R Apodis

Observation data Epoch J2000.0 Equinox ICRS
- Constellation: Apus
- Right ascension: 14^{h} 57^{m} 52.98352^{s}
- Declination: −76° 39′ 45.5569″
- Apparent magnitude (V): 5.36±0.01

Characteristics
- Spectral type: K4 III:
- B−V color index: +1.44
- Variable type: constant

Astrometry
- Radial velocity (R_{v}): −31.20±0.08 km/s
- Proper motion (μ): RA: −69.161 mas/yr Dec.: −16.583 mas/yr
- Parallax (π): 7.8879±0.0867 mas
- Distance: 413 ± 5 ly (127 ± 1 pc)
- Absolute magnitude (M_{V}): −0.22±0.16

Details
- Mass: 1.10±0.18 M_{☉}
- Radius: 33.9±0.9 R_{☉}
- Luminosity: 293+9 −10 L_{☉}
- Surface gravity (log g): 1.99±0.05 cgs
- Temperature: 4,318±18 K
- Metallicity [Fe/H]: −0.29±0.05 dex
- Rotational velocity (v sin i): 2.64±0.45 km/s
- Age: 5.68±2.42 Gyr
- Other designations: 18 G. Apodis, R Aps, CD−76°688, CPD−76°924, FK5 3175, GC 20057, HD 131109, HIP 73223, HR 5540, SAO 257212

Database references
- SIMBAD: data

= R Apodis =

Variable star in the constellation Apus

R Apodis (HD 131109; HR 5540; 18 G. Apodis) is a solitary star in the constellation Apus. It is faintly visible to the naked eye as an orange-hued point of light with an apparent magnitude of 5.36. Parallax measurements imply a distance of 413 light-years and it is drifting closer with a heliocentric radial velocity of -31.2 km/s. At its current distance, R Apodis' brightness is diminished by an interstellar extinction of 0.26 magnitudes and it has an absolute magnitude of −0.22.

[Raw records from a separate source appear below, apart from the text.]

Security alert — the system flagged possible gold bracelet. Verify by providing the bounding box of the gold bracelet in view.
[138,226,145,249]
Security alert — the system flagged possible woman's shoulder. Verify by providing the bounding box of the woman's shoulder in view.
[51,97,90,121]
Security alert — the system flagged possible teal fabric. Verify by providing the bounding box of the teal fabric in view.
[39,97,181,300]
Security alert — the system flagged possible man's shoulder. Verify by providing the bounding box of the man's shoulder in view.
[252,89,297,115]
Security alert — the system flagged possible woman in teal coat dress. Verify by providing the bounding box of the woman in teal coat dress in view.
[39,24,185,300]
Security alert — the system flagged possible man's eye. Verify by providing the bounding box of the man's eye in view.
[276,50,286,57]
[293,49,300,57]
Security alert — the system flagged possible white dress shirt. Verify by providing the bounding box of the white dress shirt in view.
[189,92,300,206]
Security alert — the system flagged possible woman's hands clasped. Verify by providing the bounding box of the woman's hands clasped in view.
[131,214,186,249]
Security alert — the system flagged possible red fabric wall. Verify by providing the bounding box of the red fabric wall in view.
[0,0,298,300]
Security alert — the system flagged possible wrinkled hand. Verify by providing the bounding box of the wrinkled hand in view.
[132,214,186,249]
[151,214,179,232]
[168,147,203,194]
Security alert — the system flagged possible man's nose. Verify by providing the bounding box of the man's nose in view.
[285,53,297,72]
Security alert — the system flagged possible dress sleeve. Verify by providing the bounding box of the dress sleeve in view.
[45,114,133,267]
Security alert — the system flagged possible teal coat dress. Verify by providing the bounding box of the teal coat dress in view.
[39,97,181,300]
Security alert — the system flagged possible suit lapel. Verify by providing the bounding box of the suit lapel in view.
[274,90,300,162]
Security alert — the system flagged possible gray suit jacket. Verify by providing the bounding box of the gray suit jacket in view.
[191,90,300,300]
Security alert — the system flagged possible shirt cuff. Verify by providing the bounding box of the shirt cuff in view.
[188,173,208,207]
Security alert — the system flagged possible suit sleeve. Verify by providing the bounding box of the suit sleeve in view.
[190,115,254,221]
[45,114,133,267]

HD 131109 was the first star observed to be variable in the constellation; It was first discovered in 1873 by Benjamin Apthorp Gould. Later, it was hastily given the variable star designation R Apodis in a 1907 variable star catalogue despite it being a suspected variable star at the time. However, observations conducted in a 1952 field star survey revealed that R Apodis was not variable at all. Keenan & Pitts (1980) found that it varied between magnitudes 5.5 and 6.1, but this was never confirmed. Hipparcos photometric data revealed that R Apodis indeed had a constant brightness. It has since been listed as a class CST: in the General Catalog of Variable Stars.

R Apodis has a stellar classification of K4 III:, indicating that it is an evolved K-type giant that has ceased hydrogen fusion at its core and left the main sequence. However, there is uncertainty about the luminosity class. It has a comparable mass to the Sun at 1.1 solar masses but, at the age of 5.68 billion years, it has expanded to 23 times the radius of the Sun. It radiates 293 times the luminosity of the Sun from its enlarged photosphere at an effective temperature of 4318 K. R Apodis is metal deficient with an iron abundance roughly half of the Sun's and it spins slowly with a projected rotational velocity lower than 1.3 km/s.